These performance gains can be largely attributed to the underlying design of our method. Our method is constructed within a deep learning framework, effectively parsing complex trait relationships, particularly in the context of multi-gene co-regulation. Additionally, it can dynamically determine shared layers and thus is more powerful in managing intricate relationships among traits. Evidence suggests that these AD-related traits reflect different aspects of AD, and they are neither entirely correlated nor completely independent. For example, cognitive decline and neuroimaging abnormalities often exhibit strong genetic correlations (Zhang et al., 2021), but they do not share identical genetic causes. Therefore, methods like Multi-Lasso that rely on fixed feature selection across all tasks are unable to capture these nuanced relationships, as they do not allow for the dynamic identification of shared and unique factors between traits. Similarly, both STL and HPS models are unlikely to achieve the optimal performance, as STL fails to exploit inter-task correlations and HPS pre-specifies shared layers that lead to limited flexibility. Therefore, for the prediction of AD-related traits, our auto-branch multi-task learning method can leverage shared signals among genes or biological pathways to gain a more comprehensive understanding of these phenotypes while allowing each phenotype to have their unique characteristics, and thus offers greater flexibility as compared to Multi-Lasso, STL, and HPS.

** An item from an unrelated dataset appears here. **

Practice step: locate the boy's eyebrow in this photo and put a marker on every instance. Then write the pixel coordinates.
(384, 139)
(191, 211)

We found that the APOC1, APOE, and TOMM40 exhibit stable and significant predictive abilities for all seven AD-related phenotypes, but their predictive capabilities vary substantially across traits, indicating HPS that forces most of the model parameter the same is unlikely to work well. All highly predictive genes are significantly associated with AD. For example, APOE4*ε4 regulates neuronal metabolism and epigenetics, and is involved in the pathological processes of AD (Prasad and Rao, 2018). APOC1 influences AD development through its role in cholesterol metabolism (Leduc et al., 2010), with the APOC1 H2 allele potentially acting synergistically with APOE to increase the risk of cognitive decline (Zhou et al., 2014). TOMM40 is strongly linked to APOE and contributes to the pathological changes in AD (Tasaki et al., 2019), including the formation of neurofibrillary tangles and neuritic plaques. TOMM40 regulates oxidative stress and mitochondrial function, and is associated with late-onset AD (Roses, 2010). We noticed that the predictive ability of APOE for FDG and AV45 is especially significant, aligning with findings from previous research (Prasad and Rao, 2018). Future studies are needed to further decipher additional factors that contribute to the variability of each phenotype.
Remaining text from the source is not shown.